Specifically, there is little that is philosophical in his critique of Heidegger’s philosophy and, relying on his moralizing attitude rather than on a philosophical deconstruction of Heidegger’s work, he ends up failing to make the argument he seeks to make.

If Faye’s reading of the seminars of 1933-34 are correct, than Heidegger was quite obviously more of a National Socialist than he let on. But this was already known in 1987-88.

Faye also claims that Heidegger’s pioneering work of the 1920s anticipated the National Socialist ideas he developed in the seminars of 1933-34 and that his postwar work simply continued, in a modified guise, what had begun earlier. This claim, though, is rhetorically asserted rather than demonstrated.

Worse, Faye ends up contradicting what he sets out to accomplish. For his criticism of Heidegger is little more than an ad hominem attack, which assumes that the negative adjectives (”abhorrent,” “appalling,” “monstrous,” “dangerous,” etc) he uses to describe his subject are a substitute for either a proper philosophical critique or a historical analysis.

In thus failing to refute the philosophical basis of Heidegger’s National Socialism, his argument fails, in effect.

But even if his adjectives were just, it doesn’t change the fact that however “immoral” a philosopher may be, he is nevertheless still a philosopher. Faye here makes a “category mistake” that confuses the standards of philosophy with those of morality. Besides, Heidegger was right in terms of his morals.

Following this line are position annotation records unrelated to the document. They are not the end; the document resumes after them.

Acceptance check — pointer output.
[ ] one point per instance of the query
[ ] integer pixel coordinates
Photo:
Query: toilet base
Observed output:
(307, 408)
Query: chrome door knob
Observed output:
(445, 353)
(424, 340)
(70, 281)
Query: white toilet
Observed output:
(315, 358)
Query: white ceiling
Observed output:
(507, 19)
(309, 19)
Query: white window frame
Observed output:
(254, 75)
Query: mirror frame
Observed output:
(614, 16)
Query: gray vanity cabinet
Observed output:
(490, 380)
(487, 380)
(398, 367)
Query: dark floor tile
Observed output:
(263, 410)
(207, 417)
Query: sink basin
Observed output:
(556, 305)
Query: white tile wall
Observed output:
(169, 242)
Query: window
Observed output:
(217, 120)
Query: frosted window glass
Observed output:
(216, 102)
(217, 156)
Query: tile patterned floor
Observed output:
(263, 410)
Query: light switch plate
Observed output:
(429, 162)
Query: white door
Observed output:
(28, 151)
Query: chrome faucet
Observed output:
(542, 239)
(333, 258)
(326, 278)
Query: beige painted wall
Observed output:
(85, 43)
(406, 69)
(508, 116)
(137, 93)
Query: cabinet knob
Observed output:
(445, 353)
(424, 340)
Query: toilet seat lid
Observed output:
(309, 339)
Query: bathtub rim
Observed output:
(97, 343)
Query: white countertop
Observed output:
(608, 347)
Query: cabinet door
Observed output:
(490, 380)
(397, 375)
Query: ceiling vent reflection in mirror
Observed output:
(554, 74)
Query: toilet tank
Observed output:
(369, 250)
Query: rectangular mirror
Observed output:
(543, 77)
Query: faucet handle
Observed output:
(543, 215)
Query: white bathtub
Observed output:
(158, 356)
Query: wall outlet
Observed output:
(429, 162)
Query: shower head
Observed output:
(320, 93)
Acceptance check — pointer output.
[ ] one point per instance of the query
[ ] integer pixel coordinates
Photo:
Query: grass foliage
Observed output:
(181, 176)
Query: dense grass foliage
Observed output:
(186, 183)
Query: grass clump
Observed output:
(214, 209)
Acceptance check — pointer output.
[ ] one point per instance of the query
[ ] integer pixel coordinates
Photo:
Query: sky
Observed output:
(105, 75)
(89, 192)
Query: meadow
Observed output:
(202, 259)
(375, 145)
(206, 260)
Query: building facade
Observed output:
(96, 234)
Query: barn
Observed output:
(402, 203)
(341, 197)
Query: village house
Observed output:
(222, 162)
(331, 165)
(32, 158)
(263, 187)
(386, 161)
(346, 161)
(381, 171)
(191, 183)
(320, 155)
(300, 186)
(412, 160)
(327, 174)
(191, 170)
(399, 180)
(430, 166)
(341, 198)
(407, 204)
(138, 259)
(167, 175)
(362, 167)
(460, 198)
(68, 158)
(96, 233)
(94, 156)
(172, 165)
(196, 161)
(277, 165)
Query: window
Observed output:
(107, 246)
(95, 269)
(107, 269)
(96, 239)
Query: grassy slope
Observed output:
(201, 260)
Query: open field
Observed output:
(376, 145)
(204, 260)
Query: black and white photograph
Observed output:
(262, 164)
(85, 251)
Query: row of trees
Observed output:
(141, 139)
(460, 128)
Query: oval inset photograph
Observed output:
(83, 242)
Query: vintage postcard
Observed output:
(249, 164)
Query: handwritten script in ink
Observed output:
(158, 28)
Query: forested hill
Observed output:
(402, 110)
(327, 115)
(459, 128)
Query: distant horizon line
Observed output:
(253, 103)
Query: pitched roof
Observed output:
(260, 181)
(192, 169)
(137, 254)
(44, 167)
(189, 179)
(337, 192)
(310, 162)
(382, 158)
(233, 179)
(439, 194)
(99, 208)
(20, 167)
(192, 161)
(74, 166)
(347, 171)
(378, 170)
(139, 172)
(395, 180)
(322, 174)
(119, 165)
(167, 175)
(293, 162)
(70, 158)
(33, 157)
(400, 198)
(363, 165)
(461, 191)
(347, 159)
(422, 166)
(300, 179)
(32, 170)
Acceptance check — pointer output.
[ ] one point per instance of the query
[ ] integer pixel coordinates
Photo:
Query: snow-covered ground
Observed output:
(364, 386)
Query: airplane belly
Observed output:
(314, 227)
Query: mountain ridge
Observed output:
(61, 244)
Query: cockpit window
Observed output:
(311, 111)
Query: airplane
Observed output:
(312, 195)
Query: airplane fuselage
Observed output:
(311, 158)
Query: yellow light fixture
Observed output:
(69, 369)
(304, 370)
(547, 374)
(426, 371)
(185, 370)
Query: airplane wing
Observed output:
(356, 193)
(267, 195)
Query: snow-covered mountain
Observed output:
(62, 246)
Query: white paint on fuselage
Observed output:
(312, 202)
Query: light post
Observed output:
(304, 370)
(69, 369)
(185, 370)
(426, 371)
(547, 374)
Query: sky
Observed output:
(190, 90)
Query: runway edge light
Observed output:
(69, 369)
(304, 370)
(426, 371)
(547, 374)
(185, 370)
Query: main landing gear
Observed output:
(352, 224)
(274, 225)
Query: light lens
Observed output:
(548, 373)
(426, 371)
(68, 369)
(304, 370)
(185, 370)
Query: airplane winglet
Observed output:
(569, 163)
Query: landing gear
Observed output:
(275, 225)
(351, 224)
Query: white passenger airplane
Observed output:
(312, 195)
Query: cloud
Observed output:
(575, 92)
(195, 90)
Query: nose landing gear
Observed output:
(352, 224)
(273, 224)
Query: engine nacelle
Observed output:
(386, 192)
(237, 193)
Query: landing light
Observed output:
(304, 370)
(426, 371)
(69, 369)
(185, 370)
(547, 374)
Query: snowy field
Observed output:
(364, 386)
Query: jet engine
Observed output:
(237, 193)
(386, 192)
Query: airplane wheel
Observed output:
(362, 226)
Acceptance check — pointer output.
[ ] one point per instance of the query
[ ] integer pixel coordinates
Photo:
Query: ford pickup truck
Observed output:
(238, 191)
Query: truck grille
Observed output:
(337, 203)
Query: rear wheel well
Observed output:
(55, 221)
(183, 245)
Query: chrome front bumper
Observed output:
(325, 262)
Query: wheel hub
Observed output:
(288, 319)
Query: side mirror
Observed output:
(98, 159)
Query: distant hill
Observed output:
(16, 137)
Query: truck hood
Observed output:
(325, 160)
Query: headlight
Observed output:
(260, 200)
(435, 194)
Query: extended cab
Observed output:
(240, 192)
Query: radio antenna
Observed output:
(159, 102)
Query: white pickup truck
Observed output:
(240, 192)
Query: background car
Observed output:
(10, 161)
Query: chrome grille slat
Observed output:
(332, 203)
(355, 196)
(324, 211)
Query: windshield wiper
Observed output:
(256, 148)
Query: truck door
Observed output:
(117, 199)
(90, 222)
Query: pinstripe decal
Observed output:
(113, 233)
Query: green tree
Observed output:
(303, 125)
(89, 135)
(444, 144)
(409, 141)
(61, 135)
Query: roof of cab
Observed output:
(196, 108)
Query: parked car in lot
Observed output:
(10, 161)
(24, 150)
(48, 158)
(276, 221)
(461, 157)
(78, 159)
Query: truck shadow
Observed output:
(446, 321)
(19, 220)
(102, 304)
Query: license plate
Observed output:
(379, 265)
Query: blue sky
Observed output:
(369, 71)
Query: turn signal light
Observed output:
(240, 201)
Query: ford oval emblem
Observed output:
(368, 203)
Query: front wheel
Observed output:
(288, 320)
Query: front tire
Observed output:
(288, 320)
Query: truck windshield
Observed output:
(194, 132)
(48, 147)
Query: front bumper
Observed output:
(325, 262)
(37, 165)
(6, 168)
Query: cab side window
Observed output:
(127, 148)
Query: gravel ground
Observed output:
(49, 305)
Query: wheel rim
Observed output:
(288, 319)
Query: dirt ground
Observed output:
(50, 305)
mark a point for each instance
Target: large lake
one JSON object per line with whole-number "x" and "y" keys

Faye is also a poor example of the philosophical rationalism that he offers as an alternative to Heidegger’s allegedly “irrational” philosophy — a rationalism whose enlightenment has been evident in the great fortunes that Jews have made from it.

Finally, in insisting that Heidegger be banned because of his fascist politics, Faye commits the “sin” that virtuous anti-fascists always accuse their opponents of committing.

In a word, Faye’s Heidegger is something of a hatchet job that, ultimately, reflects more on its author’s peculiarities than on his subject.

Yet after saying this, let me confess that though Faye makes a shoddy argument that doesn’t prove what he thinks he proves, he is nevertheless probably right in seeing Heidegger as a “Nazi.”  He simply doesn’t know how to make his case — or maybe he simply doesn’t want to spend the years it takes to “master” Heidegger’s thought.

Even more ironic is the scandal of Heidegger’s “Nazism” seen from outside Faye’s liberal paradigm. For in this optic, the scandal is not that Heidegger was a National Socialist — but rather that the most powerful philosophical intelligence of the last century believed in this most demonized of all modern ideologies.

But who sees or cares about this real scandal?